FIG. 6 is a graph showing a specific resistance distribution of an ITO film in a comparative example.

[Explanation of symbols]

 1: Plasma gun 2: Air core coil 3: Vapor deposition material 4: Vapor deposition material hearth 5: Magnet 6: Vapor deposition substrate 7: Plasma gun power source 8: Substrate bias power source (DC or RF) 9: Plasma flow 10: Vapor deposition chamber 11 : Heater 12: Electron beam spot 13: Reaction gas 14: Auxiliary anode 15: Auxiliary anode opening 51: LaB6 main cathode 52: Ta pipe auxiliary cathode 53: Disk made of W for protecting the cathode 54: Cylinder 55 made of Mo or the like 55: Disc-shaped heat shield made of Mo or the like 56: Cooling water 57: Cathode support pedestal made of stainless steel 58: Gas inlet

 ─────────────────────────────────────────────────── ─── Continuation of the front page (72) Inventor Mitsutoshi Murofushi 4-2837 Hachimantai, Yonezawa City, Yamagata Prefecture Asahi Glass Fine Techno Co., Ltd.
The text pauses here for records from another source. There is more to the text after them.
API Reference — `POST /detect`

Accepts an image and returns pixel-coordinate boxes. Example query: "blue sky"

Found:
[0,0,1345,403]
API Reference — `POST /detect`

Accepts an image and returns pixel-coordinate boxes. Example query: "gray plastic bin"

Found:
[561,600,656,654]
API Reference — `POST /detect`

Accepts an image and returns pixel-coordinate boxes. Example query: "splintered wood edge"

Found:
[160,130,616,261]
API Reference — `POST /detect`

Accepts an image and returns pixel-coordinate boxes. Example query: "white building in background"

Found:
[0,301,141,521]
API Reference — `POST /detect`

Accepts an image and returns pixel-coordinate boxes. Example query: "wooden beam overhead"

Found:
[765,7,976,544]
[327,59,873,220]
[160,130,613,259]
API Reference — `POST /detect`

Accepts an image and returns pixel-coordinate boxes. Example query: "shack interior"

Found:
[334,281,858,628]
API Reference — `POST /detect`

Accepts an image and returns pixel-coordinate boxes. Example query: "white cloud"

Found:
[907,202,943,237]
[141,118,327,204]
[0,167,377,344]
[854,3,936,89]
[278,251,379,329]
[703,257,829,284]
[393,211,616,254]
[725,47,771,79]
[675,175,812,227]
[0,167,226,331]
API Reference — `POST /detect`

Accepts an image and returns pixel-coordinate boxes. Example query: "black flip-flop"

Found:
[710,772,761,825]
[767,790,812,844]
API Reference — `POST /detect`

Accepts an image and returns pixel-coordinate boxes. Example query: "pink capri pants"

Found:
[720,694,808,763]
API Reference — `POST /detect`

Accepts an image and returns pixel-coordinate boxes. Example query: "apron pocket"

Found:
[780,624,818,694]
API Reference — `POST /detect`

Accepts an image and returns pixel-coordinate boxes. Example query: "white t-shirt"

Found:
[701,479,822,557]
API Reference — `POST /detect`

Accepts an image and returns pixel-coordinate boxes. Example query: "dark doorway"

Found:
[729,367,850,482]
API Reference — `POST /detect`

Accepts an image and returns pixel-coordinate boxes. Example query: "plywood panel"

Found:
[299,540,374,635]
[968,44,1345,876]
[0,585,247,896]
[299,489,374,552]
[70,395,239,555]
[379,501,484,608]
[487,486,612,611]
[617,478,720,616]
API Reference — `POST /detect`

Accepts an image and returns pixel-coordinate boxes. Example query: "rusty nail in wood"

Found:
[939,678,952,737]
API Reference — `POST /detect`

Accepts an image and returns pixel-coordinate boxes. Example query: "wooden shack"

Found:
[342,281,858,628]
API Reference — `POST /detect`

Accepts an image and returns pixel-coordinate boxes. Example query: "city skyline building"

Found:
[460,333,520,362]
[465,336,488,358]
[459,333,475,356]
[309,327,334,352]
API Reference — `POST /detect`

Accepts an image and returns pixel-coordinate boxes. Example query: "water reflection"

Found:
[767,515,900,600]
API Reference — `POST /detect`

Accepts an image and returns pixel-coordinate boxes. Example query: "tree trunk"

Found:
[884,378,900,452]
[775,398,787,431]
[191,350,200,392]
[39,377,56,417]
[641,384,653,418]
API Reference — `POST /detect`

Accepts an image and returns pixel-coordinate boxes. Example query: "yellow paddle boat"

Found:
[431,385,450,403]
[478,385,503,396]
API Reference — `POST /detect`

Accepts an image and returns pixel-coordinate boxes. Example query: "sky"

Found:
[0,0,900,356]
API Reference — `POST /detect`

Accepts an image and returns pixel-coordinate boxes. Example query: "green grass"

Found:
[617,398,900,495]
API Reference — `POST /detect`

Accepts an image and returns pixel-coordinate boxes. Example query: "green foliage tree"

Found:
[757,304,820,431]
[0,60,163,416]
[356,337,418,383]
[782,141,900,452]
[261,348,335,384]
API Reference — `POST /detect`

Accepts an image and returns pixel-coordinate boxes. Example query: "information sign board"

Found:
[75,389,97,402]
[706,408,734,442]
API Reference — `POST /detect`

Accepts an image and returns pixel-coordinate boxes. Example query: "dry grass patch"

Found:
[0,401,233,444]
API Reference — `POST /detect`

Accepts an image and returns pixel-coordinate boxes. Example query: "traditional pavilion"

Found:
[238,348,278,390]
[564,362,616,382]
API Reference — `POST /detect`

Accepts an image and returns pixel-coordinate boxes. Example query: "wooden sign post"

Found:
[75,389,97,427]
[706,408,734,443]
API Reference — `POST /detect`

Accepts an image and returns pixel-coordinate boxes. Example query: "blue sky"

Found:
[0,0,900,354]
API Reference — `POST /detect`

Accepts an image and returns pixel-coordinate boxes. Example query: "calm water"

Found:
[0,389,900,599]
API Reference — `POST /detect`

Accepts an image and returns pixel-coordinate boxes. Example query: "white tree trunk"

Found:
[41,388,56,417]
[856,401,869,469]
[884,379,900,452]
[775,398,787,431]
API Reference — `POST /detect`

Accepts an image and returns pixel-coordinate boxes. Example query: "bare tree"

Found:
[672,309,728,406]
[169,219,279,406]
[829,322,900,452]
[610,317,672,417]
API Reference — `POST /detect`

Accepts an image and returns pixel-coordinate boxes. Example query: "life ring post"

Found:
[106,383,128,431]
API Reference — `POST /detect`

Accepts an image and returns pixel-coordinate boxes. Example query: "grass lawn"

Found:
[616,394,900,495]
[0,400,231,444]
Company Central Research Institute

Claims (3)

[Claims] 1. A plasma gun capable of forming a plasma flow by generating an electron beam, and a vapor deposition material hearth that functions as an anode of the electron beam and is movable during vapor deposition.
An auxiliary anode that has the same potential as the vapor deposition raw material hearth, is provided at a position that does not prevent heating and evaporation of the vapor deposition raw material by the electron beam, and even if the position of the vapor deposition raw material hearth is changed during vapor deposition,
A vapor deposition apparatus comprising: an auxiliary anode that keeps an effective anode area as seen from an electron beam and plasma constant. 2. A vapor deposition apparatus according to claim 1, wherein a magnetic field forming means for restraining the electron beam and forming magnetic force lines for guiding the electron beam onto the vapor deposition material is provided on the back side of the vapor deposition material hearth. 3. A vapor deposition apparatus comprising two or more combinations of the plasma gun of claim 1, a vapor deposition material hearth, and an auxiliary anode.